Ultimately, the biggest problem in MLOps isn’t really deployment; it’s automated re-training and re-deploying. You could re-train and re-deploy manually but as your organization matures, you’ll want to be more selective in when and why you re-train, as well as when and why you re-deploy. You want to make sure that you only deploy a new model if it is superior to the current model. You also want to automate the entire process to minimize human error.

Two Models for MLOps

Google and Microsoft both have MLOps maturity level models. There’s a lot of agreement between the two and I recommend reading both papers. The Microsoft version is a bit more fine-grained and I think it gives us a slightly better understanding of the topic.

Building MLOps Maturity

When working with Azure ML, we can use both Azure DevOps and GitHub Actions to incorporate capabilities allowing us to perform model CI/CD. Microsoft has a public template for MLOps with Azure ML and it serves as a really good starting point. They also have a reference architecture explaining how it works. Inside the docs for this repo, they have a getting started guide.

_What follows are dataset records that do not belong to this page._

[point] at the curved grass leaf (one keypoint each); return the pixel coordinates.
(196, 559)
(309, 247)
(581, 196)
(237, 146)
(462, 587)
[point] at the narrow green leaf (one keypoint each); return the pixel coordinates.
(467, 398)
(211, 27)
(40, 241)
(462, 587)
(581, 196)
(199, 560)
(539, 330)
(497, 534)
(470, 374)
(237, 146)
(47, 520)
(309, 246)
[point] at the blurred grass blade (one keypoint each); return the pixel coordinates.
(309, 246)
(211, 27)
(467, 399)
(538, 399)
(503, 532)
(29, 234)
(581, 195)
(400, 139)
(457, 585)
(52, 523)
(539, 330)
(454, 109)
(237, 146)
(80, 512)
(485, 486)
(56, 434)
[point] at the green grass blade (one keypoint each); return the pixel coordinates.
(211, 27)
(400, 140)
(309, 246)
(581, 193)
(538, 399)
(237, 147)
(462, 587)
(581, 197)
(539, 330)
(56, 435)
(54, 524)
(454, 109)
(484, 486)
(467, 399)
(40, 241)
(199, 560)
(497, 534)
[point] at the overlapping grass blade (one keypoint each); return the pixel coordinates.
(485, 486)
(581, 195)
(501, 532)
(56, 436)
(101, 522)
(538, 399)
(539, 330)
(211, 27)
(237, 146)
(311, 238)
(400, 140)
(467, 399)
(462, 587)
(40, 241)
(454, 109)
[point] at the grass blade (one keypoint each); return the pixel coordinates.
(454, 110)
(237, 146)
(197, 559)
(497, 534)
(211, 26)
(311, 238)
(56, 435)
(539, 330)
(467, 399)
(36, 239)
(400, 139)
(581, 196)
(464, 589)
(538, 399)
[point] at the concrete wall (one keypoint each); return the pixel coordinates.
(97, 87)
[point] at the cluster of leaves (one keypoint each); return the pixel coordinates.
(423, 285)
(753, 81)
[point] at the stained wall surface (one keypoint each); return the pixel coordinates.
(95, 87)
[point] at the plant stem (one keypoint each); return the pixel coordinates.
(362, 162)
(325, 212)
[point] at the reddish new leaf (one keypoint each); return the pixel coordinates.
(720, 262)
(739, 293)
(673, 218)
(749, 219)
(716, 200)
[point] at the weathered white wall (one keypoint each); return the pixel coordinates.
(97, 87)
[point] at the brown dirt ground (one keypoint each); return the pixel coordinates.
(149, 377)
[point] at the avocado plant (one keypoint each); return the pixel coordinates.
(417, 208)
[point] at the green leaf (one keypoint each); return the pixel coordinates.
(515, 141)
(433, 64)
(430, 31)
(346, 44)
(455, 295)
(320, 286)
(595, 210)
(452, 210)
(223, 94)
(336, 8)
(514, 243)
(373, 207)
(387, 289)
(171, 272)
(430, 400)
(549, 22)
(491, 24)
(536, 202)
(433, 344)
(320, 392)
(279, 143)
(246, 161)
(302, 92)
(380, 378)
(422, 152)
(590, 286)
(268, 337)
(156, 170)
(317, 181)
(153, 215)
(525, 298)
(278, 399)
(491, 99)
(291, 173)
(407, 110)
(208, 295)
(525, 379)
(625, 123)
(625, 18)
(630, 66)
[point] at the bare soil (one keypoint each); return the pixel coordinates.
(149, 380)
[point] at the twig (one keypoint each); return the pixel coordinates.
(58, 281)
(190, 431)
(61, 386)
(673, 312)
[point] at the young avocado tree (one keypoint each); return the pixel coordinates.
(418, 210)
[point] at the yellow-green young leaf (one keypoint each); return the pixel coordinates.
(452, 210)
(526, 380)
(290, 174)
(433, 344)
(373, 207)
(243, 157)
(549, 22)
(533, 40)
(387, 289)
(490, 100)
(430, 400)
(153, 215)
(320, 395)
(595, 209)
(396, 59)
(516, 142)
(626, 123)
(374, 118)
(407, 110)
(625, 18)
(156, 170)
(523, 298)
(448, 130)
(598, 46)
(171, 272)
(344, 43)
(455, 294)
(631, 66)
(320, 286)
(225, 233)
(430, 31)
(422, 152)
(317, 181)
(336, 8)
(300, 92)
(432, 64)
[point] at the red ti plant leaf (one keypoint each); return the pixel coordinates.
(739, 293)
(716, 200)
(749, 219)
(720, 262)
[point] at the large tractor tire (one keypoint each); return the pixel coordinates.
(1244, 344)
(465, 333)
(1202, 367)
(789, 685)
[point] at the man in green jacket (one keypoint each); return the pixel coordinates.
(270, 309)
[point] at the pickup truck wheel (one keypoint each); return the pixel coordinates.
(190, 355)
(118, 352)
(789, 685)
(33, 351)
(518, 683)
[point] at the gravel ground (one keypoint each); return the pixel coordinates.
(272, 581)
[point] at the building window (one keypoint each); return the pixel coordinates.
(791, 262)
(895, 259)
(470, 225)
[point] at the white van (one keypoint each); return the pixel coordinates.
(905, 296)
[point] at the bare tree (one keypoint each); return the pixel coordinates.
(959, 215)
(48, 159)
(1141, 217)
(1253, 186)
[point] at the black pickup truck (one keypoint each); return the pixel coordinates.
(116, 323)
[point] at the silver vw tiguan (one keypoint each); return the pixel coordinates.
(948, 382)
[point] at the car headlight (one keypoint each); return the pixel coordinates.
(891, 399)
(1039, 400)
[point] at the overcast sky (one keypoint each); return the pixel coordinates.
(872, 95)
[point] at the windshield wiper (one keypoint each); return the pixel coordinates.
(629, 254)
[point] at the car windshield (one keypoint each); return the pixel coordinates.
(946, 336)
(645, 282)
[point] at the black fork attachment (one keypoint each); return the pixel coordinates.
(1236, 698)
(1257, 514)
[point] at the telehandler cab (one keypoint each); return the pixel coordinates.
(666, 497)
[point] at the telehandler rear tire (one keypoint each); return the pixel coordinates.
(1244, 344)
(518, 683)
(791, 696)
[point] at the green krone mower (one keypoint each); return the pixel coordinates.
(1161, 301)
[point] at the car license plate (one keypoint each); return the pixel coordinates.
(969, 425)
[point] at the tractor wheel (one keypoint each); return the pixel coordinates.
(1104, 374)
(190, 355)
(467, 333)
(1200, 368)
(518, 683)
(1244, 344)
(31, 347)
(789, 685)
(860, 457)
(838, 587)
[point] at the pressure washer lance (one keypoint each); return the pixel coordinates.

For a more detailed dive into MLOps, my colleagues at Solliance and I have put together a public repo for Azure AI in a Day labs which includes work on MLOps. Lab 2 pertains specifically to MLOps. I will note that there’s a lot to this story and it’s not the type of thing you can do with a couple clicks of the mouse. You will probably need to fight with Azure DevOps or GitHub Actions to get it all working but when once it’s in place for a project, you won’t need to make frequent changes to keep it working. Most of the process is also scriptable, so get it done the first time and you can repeat the process for later projects.


In today’s post, we took a very brief look at MLOps, getting an idea of what it is, why it is important, and what kinds of capabilities we have available to us for performing MLOps via Azure DevOps or GitHub Actions.